In [1]:
import pandas as pd
import numpy as np
import re

In [2]:
juvenile_df = pd.read_csv('../Data/juvenile.csv', dtype = {5: str, 7: str}, header = None)

## Rename Columns

In [3]:
juvenile_df.columns = ['UsageClass', 'CheckoutType', 'MaterialType', 'CheckoutYear', 'CheckoutMonth', 'Checkouts', 'Title', 'ISBN', 'Creator', 'Subjects', 'Publisher', 'PublicationYear']

## Adjust data types and minor formatting changes

In [4]:
juvenile_df['MaterialType'] = juvenile_df.MaterialType.str.title()

In [5]:
juvenile_df['Checkouts'] = juvenile_df.Checkouts.str.replace(',', '').astype(int)

In [6]:
juvenile_df['CheckoutDate'] = juvenile_df['CheckoutYear'].astype(str) + '-' + juvenile_df['CheckoutMonth'].astype(str) + '-01'

In [7]:
juvenile_df = juvenile_df.drop(['CheckoutType', 'CheckoutYear', 'CheckoutMonth'], axis = 1)
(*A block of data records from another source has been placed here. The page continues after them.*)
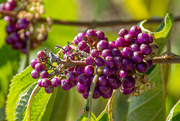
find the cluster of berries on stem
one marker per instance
(23, 30)
(119, 64)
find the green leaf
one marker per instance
(163, 32)
(150, 105)
(103, 116)
(84, 116)
(174, 114)
(8, 64)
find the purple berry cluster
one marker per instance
(18, 28)
(118, 63)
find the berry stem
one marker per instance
(28, 115)
(89, 100)
(93, 24)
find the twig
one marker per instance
(89, 24)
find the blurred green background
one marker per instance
(90, 10)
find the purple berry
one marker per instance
(49, 89)
(55, 81)
(89, 70)
(79, 70)
(137, 56)
(109, 61)
(99, 61)
(44, 74)
(135, 47)
(89, 60)
(83, 89)
(143, 38)
(96, 94)
(126, 52)
(129, 38)
(33, 63)
(82, 45)
(128, 64)
(123, 73)
(103, 44)
(71, 76)
(127, 91)
(142, 67)
(108, 95)
(102, 80)
(46, 82)
(100, 34)
(83, 79)
(39, 67)
(107, 71)
(35, 74)
(91, 32)
(66, 84)
(128, 82)
(104, 89)
(123, 32)
(145, 49)
(106, 52)
(120, 42)
(94, 53)
(135, 30)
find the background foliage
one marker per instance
(72, 102)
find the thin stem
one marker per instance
(30, 102)
(89, 100)
(110, 105)
(93, 24)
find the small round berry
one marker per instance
(39, 67)
(89, 60)
(96, 94)
(126, 52)
(145, 49)
(135, 30)
(106, 52)
(40, 82)
(33, 63)
(109, 61)
(100, 34)
(135, 47)
(128, 82)
(83, 89)
(107, 71)
(123, 32)
(55, 81)
(82, 45)
(91, 32)
(44, 74)
(120, 42)
(89, 70)
(128, 64)
(143, 38)
(49, 89)
(46, 82)
(137, 56)
(66, 84)
(123, 73)
(104, 89)
(99, 61)
(142, 67)
(41, 54)
(94, 53)
(83, 79)
(127, 91)
(102, 80)
(35, 74)
(103, 44)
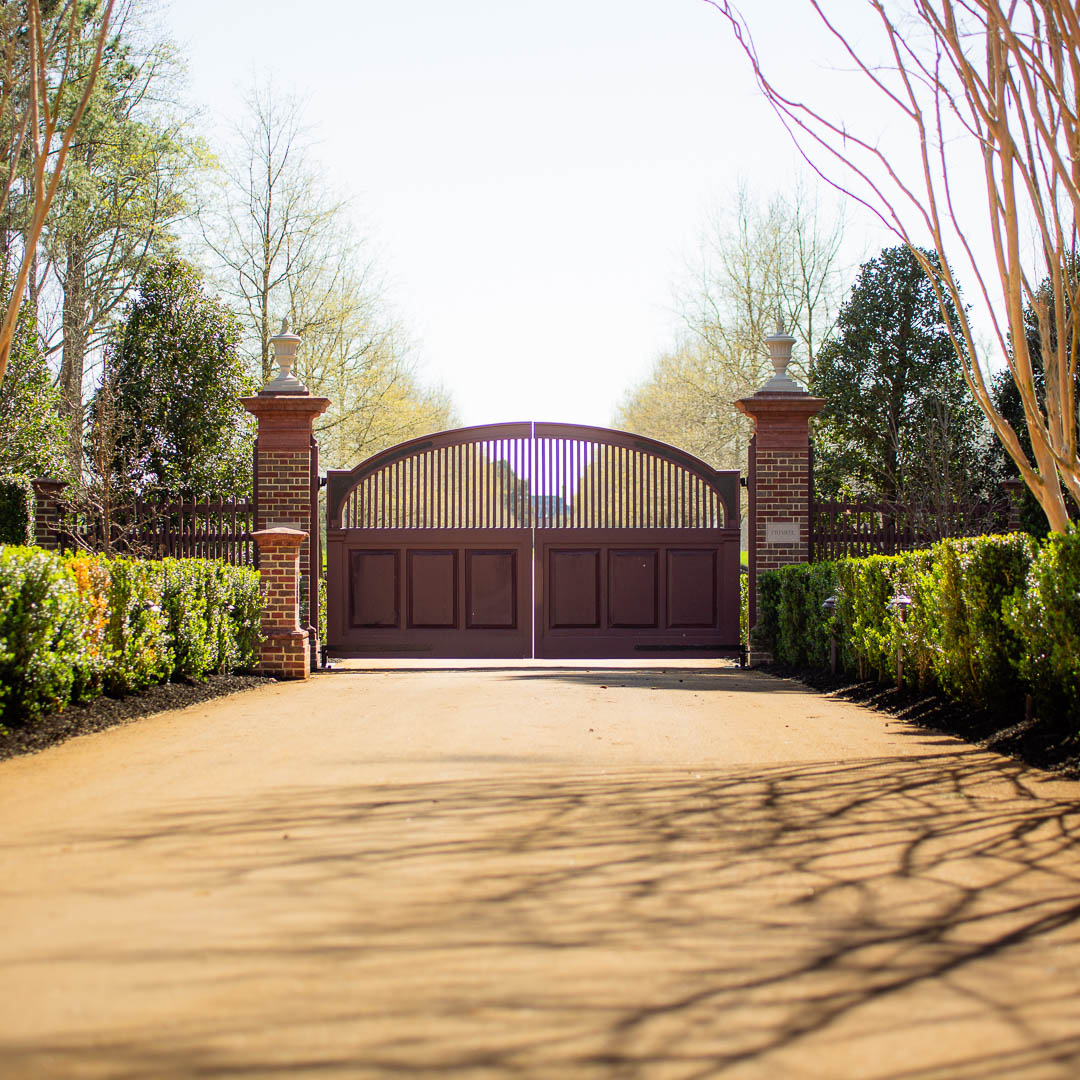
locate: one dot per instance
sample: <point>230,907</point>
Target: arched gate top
<point>532,475</point>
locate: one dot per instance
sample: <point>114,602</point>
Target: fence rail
<point>858,527</point>
<point>199,528</point>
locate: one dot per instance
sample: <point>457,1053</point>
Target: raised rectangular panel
<point>691,589</point>
<point>574,589</point>
<point>491,590</point>
<point>433,590</point>
<point>374,589</point>
<point>632,588</point>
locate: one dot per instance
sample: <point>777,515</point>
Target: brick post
<point>779,475</point>
<point>286,499</point>
<point>283,651</point>
<point>46,514</point>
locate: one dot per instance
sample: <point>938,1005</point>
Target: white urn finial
<point>284,353</point>
<point>780,352</point>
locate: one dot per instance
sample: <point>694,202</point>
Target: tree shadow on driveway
<point>888,919</point>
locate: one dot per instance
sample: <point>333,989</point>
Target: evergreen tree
<point>899,421</point>
<point>166,417</point>
<point>31,430</point>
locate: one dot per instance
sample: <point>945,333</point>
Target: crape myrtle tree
<point>166,417</point>
<point>899,422</point>
<point>981,88</point>
<point>1008,400</point>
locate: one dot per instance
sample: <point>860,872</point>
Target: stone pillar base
<point>284,653</point>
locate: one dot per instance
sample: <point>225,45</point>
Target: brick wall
<point>779,480</point>
<point>46,517</point>
<point>284,496</point>
<point>283,651</point>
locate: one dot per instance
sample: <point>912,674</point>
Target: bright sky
<point>535,175</point>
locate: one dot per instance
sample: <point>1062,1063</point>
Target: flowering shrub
<point>73,626</point>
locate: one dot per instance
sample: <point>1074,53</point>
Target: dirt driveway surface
<point>536,871</point>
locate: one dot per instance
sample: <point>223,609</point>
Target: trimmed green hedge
<point>73,626</point>
<point>994,618</point>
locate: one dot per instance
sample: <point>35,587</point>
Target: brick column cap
<point>279,537</point>
<point>285,420</point>
<point>781,419</point>
<point>297,403</point>
<point>43,486</point>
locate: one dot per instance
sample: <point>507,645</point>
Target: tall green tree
<point>898,420</point>
<point>124,187</point>
<point>166,416</point>
<point>31,430</point>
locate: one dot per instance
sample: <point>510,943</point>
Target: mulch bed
<point>108,712</point>
<point>1048,744</point>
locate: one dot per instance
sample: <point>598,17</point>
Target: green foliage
<point>1045,619</point>
<point>743,608</point>
<point>213,617</point>
<point>166,415</point>
<point>137,635</point>
<point>16,511</point>
<point>75,626</point>
<point>34,431</point>
<point>802,634</point>
<point>867,626</point>
<point>993,618</point>
<point>962,602</point>
<point>899,421</point>
<point>41,633</point>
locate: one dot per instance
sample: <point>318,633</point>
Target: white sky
<point>535,175</point>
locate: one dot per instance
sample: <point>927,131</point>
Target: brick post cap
<point>771,405</point>
<point>280,537</point>
<point>298,406</point>
<point>44,486</point>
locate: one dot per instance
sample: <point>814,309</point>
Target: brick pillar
<point>779,472</point>
<point>283,651</point>
<point>46,514</point>
<point>286,499</point>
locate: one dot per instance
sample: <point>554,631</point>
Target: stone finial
<point>284,354</point>
<point>780,352</point>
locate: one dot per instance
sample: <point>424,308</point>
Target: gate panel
<point>436,596</point>
<point>522,539</point>
<point>670,595</point>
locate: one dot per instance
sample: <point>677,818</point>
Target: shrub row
<point>73,626</point>
<point>993,619</point>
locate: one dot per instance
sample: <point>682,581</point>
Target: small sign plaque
<point>781,531</point>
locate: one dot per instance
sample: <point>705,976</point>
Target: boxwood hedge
<point>994,619</point>
<point>73,626</point>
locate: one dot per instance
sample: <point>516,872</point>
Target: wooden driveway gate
<point>532,540</point>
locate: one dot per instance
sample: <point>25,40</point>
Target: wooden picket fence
<point>859,527</point>
<point>144,528</point>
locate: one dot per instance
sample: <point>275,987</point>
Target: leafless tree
<point>284,246</point>
<point>994,85</point>
<point>758,261</point>
<point>277,227</point>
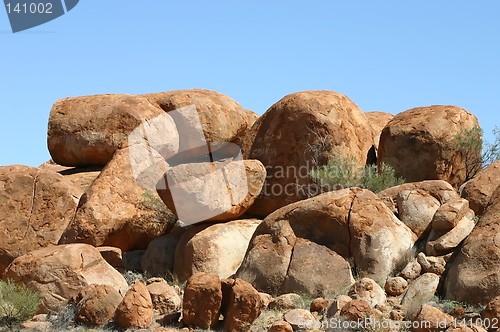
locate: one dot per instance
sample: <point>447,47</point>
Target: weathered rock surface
<point>431,264</point>
<point>243,306</point>
<point>368,290</point>
<point>117,211</point>
<point>136,309</point>
<point>479,190</point>
<point>222,119</point>
<point>215,191</point>
<point>411,271</point>
<point>449,214</point>
<point>159,258</point>
<point>356,310</point>
<point>97,305</point>
<point>36,207</point>
<point>218,249</point>
<point>377,121</point>
<point>419,292</point>
<point>58,273</point>
<point>474,275</point>
<point>350,224</point>
<point>432,319</point>
<point>300,319</point>
<point>417,143</point>
<point>442,244</point>
<point>202,300</point>
<point>313,126</point>
<point>416,209</point>
<point>86,131</point>
<point>492,312</point>
<point>438,189</point>
<point>81,177</point>
<point>395,286</point>
<point>165,298</point>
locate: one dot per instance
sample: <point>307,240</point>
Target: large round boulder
<point>36,206</point>
<point>59,273</point>
<point>302,131</point>
<point>331,234</point>
<point>86,131</point>
<point>474,275</point>
<point>418,143</point>
<point>377,121</point>
<point>119,209</point>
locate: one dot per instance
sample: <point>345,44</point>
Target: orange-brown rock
<point>165,298</point>
<point>243,307</point>
<point>86,131</point>
<point>479,190</point>
<point>322,233</point>
<point>213,191</point>
<point>81,177</point>
<point>417,143</point>
<point>202,300</point>
<point>136,309</point>
<point>474,275</point>
<point>36,206</point>
<point>301,131</point>
<point>97,305</point>
<point>222,119</point>
<point>218,249</point>
<point>440,190</point>
<point>491,312</point>
<point>59,273</point>
<point>432,319</point>
<point>117,211</point>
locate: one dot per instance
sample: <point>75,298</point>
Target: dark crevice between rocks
<point>351,259</point>
<point>33,198</point>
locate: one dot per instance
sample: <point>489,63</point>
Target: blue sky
<point>385,55</point>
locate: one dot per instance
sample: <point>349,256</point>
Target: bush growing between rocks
<point>17,303</point>
<point>343,172</point>
<point>469,142</point>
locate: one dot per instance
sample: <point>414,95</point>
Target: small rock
<point>319,305</point>
<point>243,307</point>
<point>449,214</point>
<point>98,304</point>
<point>280,326</point>
<point>337,305</point>
<point>265,299</point>
<point>165,298</point>
<point>287,302</point>
<point>368,290</point>
<point>419,292</point>
<point>202,300</point>
<point>112,255</point>
<point>395,286</point>
<point>136,309</point>
<point>492,310</point>
<point>431,264</point>
<point>433,317</point>
<point>411,271</point>
<point>300,319</point>
<point>356,310</point>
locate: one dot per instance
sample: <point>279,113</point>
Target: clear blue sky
<point>385,55</point>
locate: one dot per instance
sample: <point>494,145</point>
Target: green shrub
<point>17,302</point>
<point>476,153</point>
<point>343,172</point>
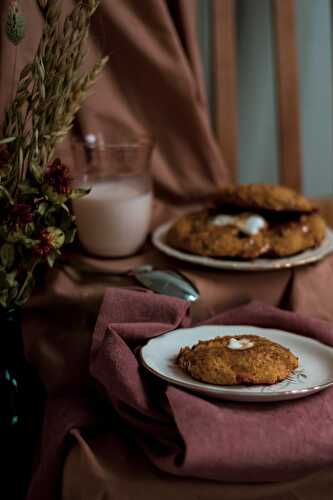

## Clean & standardize titles

#### Split title into 'Title' and 'TitleNotes'
* Delimiters: '` / `' & '` [by] `'

In [8]:
titleSplit1 = juvenile_df.Title.str.split(' / ', expand = True, n = 1).rename(columns = {0: 'Title1', 1: 'TitleNotes1'})

In [9]:
titleSplit2 = juvenile_df.Title.str.split(' / ', expand = True, n = 1)[0].str.split(' [by] ', regex = False, expand = True, n = 1).rename(columns = {0: 'Title2', 1: 'TitleNotes2'})

In [10]:
clean_titles = pd.merge(titleSplit1, titleSplit2, left_index = True, right_index = True)

In [11]:
clean_titles['TitleNotes'] = clean_titles['TitleNotes1'].astype(str) + clean_titles['TitleNotes2'].astype(str).replace('None', '')

In [12]:
juvenile_df[['Title', 'TitleNotes']] = clean_titles[['Title2', 'TitleNotes']]

#### Capitalize titles
* Capitalize first letter of each word in a title
  * NOT just title case, which capitalizes the first letter after apostrophes
    * `[' '.join([w.capitalize() for w in x]) for x in juvenile_df.Title.str.split(' ')]` could handle that, but didn't do the following
  * Make sure first character after a ( is capitalized
  * Keep all-caps words in all-caps

In [13]:
titles = []
for title in juvenile_df.Title:
    prev_c = ''
    cap_title = []
    for c in title:
        if prev_c in [' ', '[', '(']:
            cap_title.append(c.upper())
        else:
            cap_title.append(c)
        prev_c = c
    cap_title = ''.join(cap_title)
    titles.append(cap_title)

In [14]:
juvenile_df['Title'] = titles

#### Remove extra comments
* `(Unabridged)`, `[Sound Recording]`, `[Videorecording]`, and `[Text (Large Print)]`  
Unabridged is assumed unless otherwise stated, and the format notes are captured by MaterialType

In [28]:
juvenile_df['Title'] = juvenile_df['Title'].str.replace('(Unabridged)', '').str.replace('[Sound Recording]', '').str.replace('[Videorecording]', '').str.replace('[Text (Large Print)]', '').str.strip().str.strip(':')

In [29]:
juvenile_df.loc[(juvenile_df.CreatorName == 'J. K. Rowling') & (juvenile_df.Title.str.contains('Stone')), 'Title'].unique()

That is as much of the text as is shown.